The dreams when he was a small child were embarrassing enough; Mycroft had once overheard him describing them to his mother and from that moment forward made a point of teasing every time the topic of brownies, fairies or sprites was raised. It made a theatre trip to see Shakespeare's "Midsummer Nights Dream" particularly mortifying. Mycroft had called him "Bottom" for months.
The same flashing dark amber eyes and a lilting laugh had followed his dreams into puberty. He could never remember the actual contents of the dreams, just a strange sense of acceptance, rightness. The warmth of a hand in his. Confusion.
When he was fifteen, he had been home for the Christmas holiday when he experienced his single bout of nocturnal emission. Before he could strip the sheets from his bed and smuggle them down into the laundry, his brother caught on. He heard of nothing but 'Titania' from him for the rest of the holiday. Veiled threats that he should check under his bed, 'fearing Oberon's wrath.' Trying to look up the phenomena on his own, he learned a new word: succubus. As frustrating as his dream was, he couldn't envision the girl in it as a demon draining the life from him. Mycroft, however, was another matter.
A familiar face in the gathering crowd caught his attention, and Sherlock waved the man over. "What's going on, Wiggins?"
"Memorial for the fire victims. My wife lost her best friend in there." The smaller man's face tightened. "She got my Abigail out, but passed away over at Saint Bartholomew's this morning. Burned something horrible. Mercy, really."
Undoubtedly. Burns were some of the most painful wounds a body could endure. Survival, let alone anything resembling a normal life would have been impossible. "I read about it. How many died?"

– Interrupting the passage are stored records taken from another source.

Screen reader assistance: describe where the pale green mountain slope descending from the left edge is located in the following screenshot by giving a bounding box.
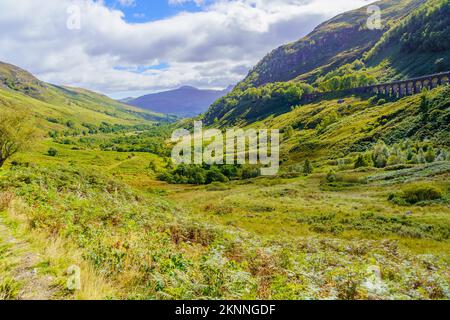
[0,62,172,130]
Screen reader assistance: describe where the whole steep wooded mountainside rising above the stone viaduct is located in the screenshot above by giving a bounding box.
[204,0,450,126]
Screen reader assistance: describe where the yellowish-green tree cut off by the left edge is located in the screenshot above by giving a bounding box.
[0,111,36,168]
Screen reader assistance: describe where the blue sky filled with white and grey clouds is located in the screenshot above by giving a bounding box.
[0,0,368,98]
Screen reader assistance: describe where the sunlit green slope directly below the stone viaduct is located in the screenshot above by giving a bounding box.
[262,86,450,163]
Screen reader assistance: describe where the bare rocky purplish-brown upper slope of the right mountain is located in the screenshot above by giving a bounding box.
[238,0,425,89]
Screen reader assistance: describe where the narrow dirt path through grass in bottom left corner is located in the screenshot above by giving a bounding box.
[0,217,56,300]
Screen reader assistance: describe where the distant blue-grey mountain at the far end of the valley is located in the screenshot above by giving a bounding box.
[124,86,232,117]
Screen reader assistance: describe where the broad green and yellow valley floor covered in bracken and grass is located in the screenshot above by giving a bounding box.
[0,141,450,299]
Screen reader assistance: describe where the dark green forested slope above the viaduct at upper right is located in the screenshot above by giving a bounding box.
[365,0,450,80]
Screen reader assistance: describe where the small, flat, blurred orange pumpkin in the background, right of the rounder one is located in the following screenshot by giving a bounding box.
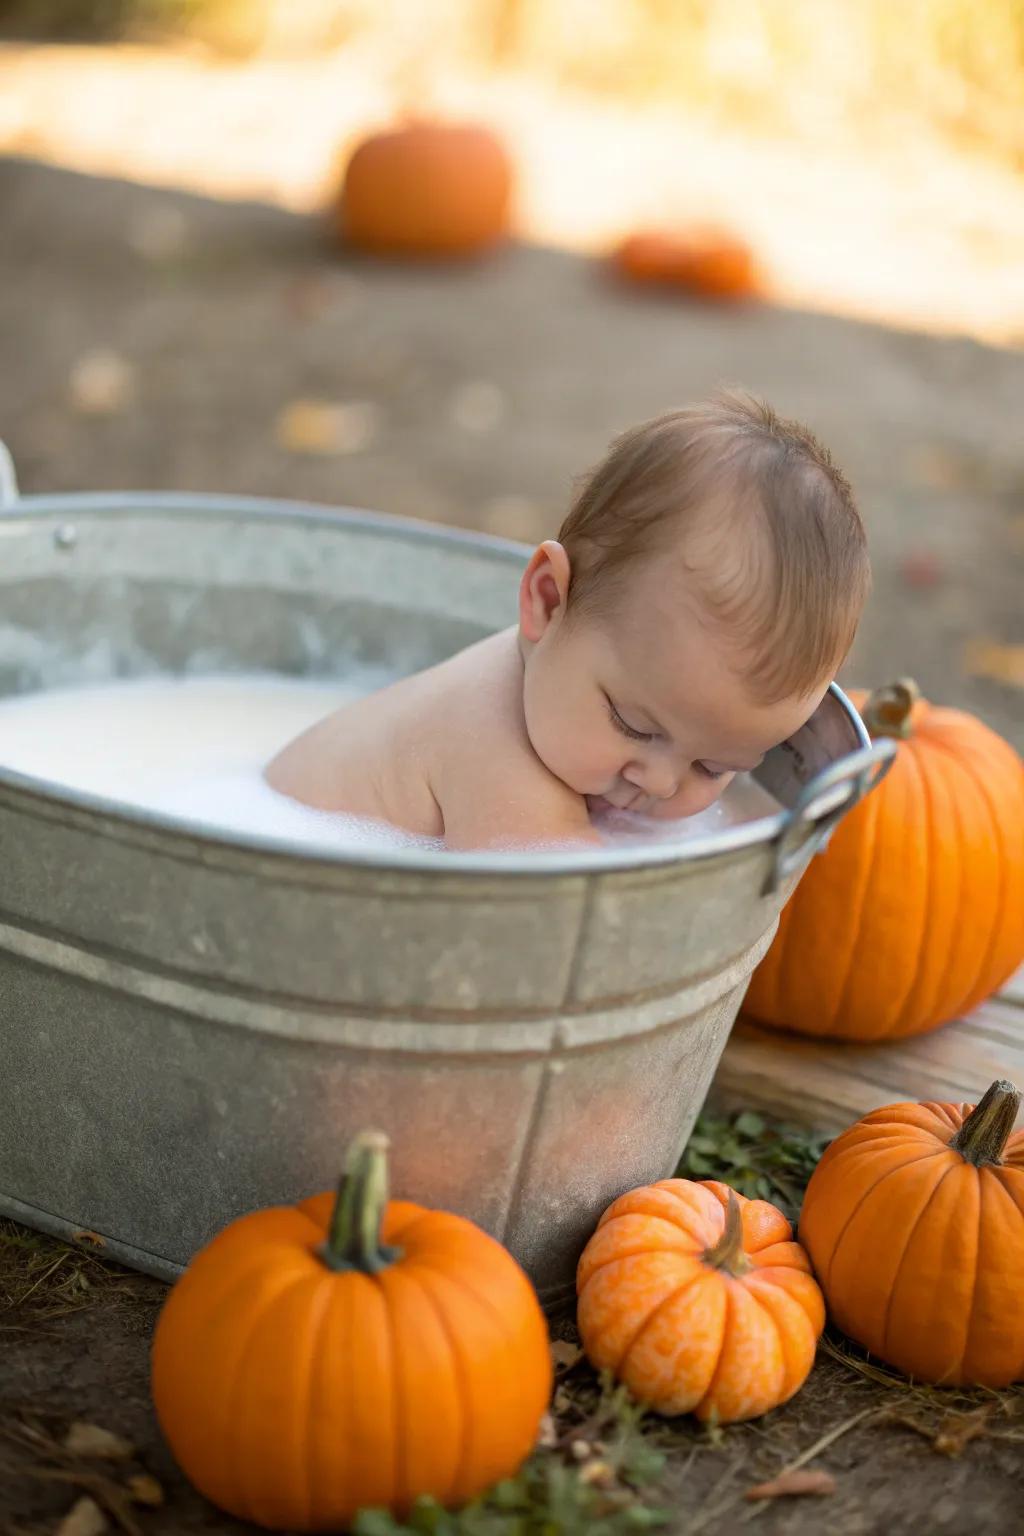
[613,229,758,300]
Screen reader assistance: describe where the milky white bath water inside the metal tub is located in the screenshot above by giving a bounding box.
[0,671,778,849]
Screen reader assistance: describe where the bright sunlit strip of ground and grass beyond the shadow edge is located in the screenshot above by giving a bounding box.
[0,0,1024,341]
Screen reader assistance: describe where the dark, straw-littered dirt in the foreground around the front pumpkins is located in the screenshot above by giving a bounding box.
[0,1240,1024,1536]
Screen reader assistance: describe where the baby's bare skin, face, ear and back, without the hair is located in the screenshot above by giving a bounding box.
[266,541,829,849]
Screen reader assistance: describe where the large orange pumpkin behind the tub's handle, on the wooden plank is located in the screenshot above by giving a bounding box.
[743,682,1024,1040]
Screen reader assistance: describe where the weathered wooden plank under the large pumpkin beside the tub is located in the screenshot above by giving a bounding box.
[709,971,1024,1134]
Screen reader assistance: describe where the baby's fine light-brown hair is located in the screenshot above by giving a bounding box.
[559,390,870,703]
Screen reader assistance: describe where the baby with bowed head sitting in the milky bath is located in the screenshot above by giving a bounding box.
[266,393,869,849]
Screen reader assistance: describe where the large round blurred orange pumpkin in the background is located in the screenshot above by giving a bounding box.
[338,123,511,258]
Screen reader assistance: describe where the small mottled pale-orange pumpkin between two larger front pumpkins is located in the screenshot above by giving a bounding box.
[576,1178,824,1424]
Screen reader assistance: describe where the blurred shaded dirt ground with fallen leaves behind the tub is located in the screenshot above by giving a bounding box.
[0,160,1024,745]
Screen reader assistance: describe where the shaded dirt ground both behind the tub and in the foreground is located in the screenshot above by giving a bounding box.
[0,146,1024,1536]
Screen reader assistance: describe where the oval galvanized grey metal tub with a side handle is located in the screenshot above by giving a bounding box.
[0,451,889,1307]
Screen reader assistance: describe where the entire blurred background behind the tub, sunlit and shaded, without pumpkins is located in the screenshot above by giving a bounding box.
[0,0,1024,746]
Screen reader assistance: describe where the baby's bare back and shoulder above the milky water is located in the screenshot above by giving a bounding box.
[266,630,597,849]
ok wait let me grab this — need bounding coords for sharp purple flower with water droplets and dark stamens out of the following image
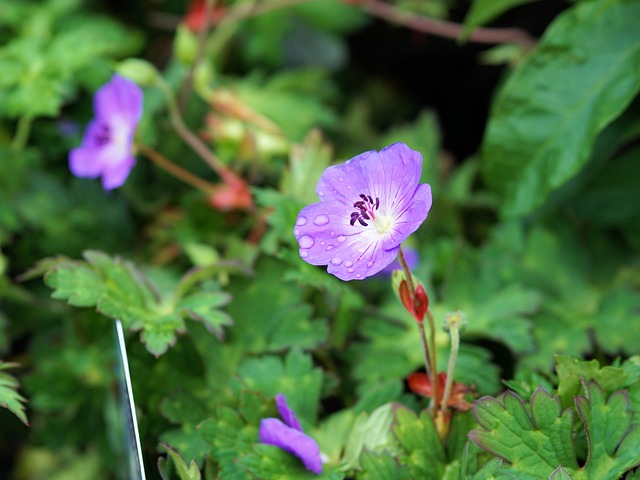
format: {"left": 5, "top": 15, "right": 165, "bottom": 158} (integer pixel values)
{"left": 293, "top": 143, "right": 431, "bottom": 280}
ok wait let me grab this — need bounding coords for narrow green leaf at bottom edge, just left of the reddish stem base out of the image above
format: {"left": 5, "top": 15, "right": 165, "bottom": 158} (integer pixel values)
{"left": 393, "top": 407, "right": 445, "bottom": 480}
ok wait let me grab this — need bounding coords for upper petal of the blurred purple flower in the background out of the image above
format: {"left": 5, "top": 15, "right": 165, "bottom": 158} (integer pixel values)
{"left": 93, "top": 75, "right": 143, "bottom": 129}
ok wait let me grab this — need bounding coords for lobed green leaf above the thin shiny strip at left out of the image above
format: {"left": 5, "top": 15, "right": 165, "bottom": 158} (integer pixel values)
{"left": 32, "top": 251, "right": 231, "bottom": 356}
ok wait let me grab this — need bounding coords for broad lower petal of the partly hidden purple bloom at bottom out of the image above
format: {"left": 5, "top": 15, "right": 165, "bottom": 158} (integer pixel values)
{"left": 258, "top": 418, "right": 322, "bottom": 475}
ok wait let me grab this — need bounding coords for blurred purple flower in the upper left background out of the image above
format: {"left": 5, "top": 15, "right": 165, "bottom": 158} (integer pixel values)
{"left": 69, "top": 75, "right": 142, "bottom": 190}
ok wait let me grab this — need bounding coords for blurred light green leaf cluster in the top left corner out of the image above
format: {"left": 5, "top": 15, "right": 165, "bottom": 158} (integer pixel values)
{"left": 0, "top": 1, "right": 140, "bottom": 118}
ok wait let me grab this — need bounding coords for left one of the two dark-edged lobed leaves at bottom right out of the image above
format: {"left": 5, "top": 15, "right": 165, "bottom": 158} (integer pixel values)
{"left": 469, "top": 388, "right": 578, "bottom": 476}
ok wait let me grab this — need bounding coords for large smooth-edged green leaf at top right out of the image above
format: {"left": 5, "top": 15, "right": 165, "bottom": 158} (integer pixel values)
{"left": 482, "top": 0, "right": 640, "bottom": 217}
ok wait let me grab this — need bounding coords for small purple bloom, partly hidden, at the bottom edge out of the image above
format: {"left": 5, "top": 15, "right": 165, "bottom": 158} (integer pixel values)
{"left": 258, "top": 394, "right": 322, "bottom": 475}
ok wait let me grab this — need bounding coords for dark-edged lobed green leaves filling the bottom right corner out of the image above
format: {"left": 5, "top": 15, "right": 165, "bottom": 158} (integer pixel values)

"Fourteen, but another six haven't been found." Wiggins shook his head. "Hospital's still got four holding on, but not much hope for them."
"Why so many?" Industrial accidents seemed to be on the rise, but such a count in a factory staffed by mostly women was truly appalling. It was exactly the kind of thing his brother should be working to stop.

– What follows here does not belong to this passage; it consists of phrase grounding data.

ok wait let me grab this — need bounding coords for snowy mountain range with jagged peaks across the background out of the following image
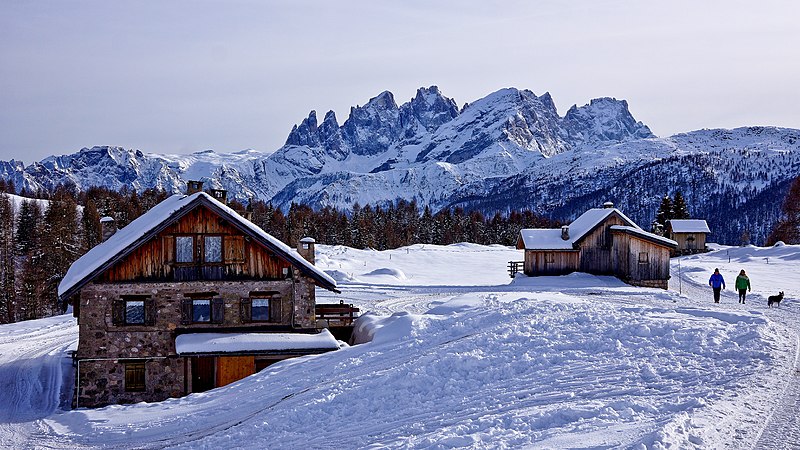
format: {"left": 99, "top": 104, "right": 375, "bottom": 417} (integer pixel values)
{"left": 0, "top": 86, "right": 800, "bottom": 243}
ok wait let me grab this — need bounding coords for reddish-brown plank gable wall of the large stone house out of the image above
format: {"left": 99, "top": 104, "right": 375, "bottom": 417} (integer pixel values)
{"left": 101, "top": 205, "right": 290, "bottom": 282}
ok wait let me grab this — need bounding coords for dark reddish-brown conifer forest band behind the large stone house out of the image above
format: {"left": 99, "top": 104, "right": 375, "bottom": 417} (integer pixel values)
{"left": 0, "top": 183, "right": 557, "bottom": 323}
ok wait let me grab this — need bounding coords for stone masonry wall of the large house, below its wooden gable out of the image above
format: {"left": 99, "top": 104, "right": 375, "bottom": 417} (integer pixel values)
{"left": 75, "top": 273, "right": 316, "bottom": 407}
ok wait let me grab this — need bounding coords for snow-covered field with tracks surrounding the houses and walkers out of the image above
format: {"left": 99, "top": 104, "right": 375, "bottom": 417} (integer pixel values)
{"left": 0, "top": 244, "right": 800, "bottom": 449}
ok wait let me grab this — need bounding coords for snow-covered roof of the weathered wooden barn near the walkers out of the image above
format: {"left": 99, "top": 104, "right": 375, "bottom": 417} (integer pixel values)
{"left": 520, "top": 208, "right": 639, "bottom": 250}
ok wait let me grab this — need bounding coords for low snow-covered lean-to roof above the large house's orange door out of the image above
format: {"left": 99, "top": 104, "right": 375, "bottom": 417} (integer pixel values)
{"left": 175, "top": 329, "right": 339, "bottom": 355}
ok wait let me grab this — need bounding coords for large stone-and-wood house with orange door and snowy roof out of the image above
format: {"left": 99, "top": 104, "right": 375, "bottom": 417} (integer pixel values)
{"left": 59, "top": 186, "right": 338, "bottom": 407}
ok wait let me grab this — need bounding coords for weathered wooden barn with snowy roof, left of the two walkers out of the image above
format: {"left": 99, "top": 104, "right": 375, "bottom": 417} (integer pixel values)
{"left": 517, "top": 203, "right": 677, "bottom": 289}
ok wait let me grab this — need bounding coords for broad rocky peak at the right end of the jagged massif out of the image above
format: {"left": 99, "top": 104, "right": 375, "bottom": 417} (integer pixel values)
{"left": 564, "top": 97, "right": 655, "bottom": 145}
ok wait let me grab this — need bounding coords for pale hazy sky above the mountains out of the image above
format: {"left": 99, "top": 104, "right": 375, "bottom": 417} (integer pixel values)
{"left": 0, "top": 0, "right": 800, "bottom": 164}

"Owner had the place locked up tight. Scared the girls were running off with his stupid blouses. One way in and out, and bars on the windows." Sotto voce, he added "Hope the bastard chokes to death on his dinner."

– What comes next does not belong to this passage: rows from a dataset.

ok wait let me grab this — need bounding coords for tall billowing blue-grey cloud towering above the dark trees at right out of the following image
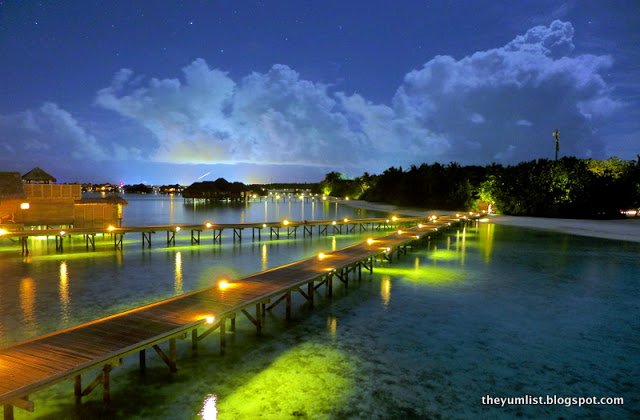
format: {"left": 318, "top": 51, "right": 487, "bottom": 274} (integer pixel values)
{"left": 393, "top": 21, "right": 619, "bottom": 163}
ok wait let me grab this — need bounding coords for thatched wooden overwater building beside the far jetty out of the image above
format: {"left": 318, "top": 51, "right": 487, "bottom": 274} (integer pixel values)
{"left": 0, "top": 168, "right": 127, "bottom": 228}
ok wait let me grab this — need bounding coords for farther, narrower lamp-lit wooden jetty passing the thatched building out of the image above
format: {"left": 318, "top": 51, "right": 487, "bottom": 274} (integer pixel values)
{"left": 0, "top": 216, "right": 424, "bottom": 255}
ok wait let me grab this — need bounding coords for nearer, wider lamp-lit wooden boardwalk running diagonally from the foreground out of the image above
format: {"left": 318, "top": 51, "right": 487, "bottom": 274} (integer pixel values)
{"left": 0, "top": 216, "right": 474, "bottom": 420}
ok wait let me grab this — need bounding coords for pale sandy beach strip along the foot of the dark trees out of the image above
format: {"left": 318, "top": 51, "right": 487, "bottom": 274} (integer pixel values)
{"left": 339, "top": 200, "right": 640, "bottom": 242}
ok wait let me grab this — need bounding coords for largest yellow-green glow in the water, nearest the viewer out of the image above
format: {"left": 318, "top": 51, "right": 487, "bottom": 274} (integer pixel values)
{"left": 215, "top": 343, "right": 354, "bottom": 419}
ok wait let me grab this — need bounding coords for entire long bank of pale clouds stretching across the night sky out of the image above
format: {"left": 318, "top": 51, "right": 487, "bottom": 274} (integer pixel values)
{"left": 0, "top": 21, "right": 620, "bottom": 179}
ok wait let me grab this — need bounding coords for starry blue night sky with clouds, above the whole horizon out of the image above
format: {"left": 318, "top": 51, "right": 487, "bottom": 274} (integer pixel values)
{"left": 0, "top": 0, "right": 640, "bottom": 184}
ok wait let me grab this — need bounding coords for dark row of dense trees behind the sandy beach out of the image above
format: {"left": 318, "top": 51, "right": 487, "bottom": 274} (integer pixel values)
{"left": 320, "top": 156, "right": 640, "bottom": 218}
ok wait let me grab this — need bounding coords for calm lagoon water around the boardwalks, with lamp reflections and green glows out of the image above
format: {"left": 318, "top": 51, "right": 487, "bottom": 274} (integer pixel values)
{"left": 0, "top": 196, "right": 640, "bottom": 419}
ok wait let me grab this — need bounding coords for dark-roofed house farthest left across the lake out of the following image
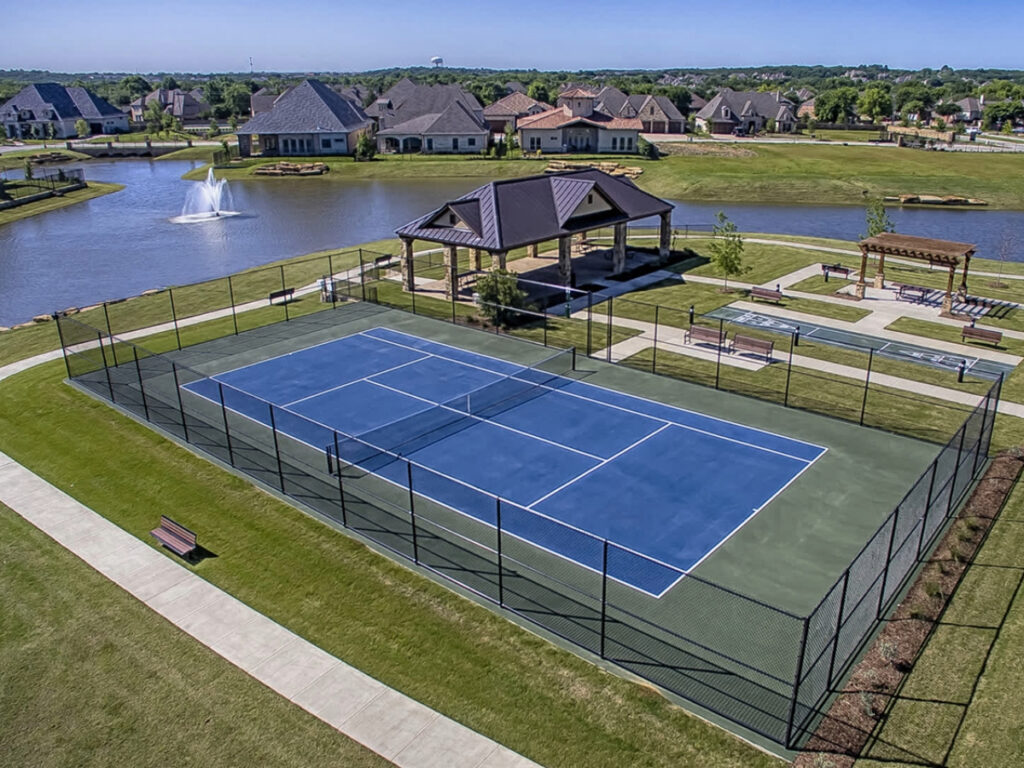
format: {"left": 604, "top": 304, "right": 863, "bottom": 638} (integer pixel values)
{"left": 0, "top": 83, "right": 129, "bottom": 138}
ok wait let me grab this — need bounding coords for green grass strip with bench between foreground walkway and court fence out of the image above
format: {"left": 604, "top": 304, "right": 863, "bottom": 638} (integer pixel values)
{"left": 0, "top": 361, "right": 781, "bottom": 768}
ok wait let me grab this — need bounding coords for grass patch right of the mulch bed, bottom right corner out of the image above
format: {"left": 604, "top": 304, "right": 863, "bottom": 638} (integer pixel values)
{"left": 856, "top": 468, "right": 1024, "bottom": 768}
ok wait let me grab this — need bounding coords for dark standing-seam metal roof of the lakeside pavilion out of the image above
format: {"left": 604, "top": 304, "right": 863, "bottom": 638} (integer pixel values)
{"left": 395, "top": 169, "right": 672, "bottom": 251}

Sherlock couldn't help but agree with the sentiment. Abigail came over to take her husband's hand, and he was unsure what to say. "My sympathies," he ventured.
Abigail gave a ghost of a smile, nodded and bowed her head. Her eyes were hauntingly red and swollen. Sherlock hoped the trauma would not affect the child.
"Mr. Holmes, you know I don't like to pry, but you've got to take better care of yourself. You look like a skeleton in that suit." Wiggins was trying to lighten the mood and it looked like he was the target. "I know you; you get busy and forget to eat. Need to find you a wife like mine to take care of you."
"I haven't found a woman mad enough to tolerate me." Sherlock tried to use an appropriate smile. "I'm sure I would tax your dear Abigail quite beyond her limits."
The girl blushed and Wiggins seemed delighted. "Well, find a lodger or something, man! World is far too cold to face alone!" As they walked away, Sherlock was sure Wiggins thought his next comment was unheard. "Bloody toff needs a wet nurse!"
He smiled at the sheer cheek of it. Still, a lodger was an interesting thought. No space in Montague Street, but when his lease came due, perhaps relocating would be in order.
Dr. Dunkirk's disloyal bookkeeper emerged from the bakery and Sherlock followed him without a sound.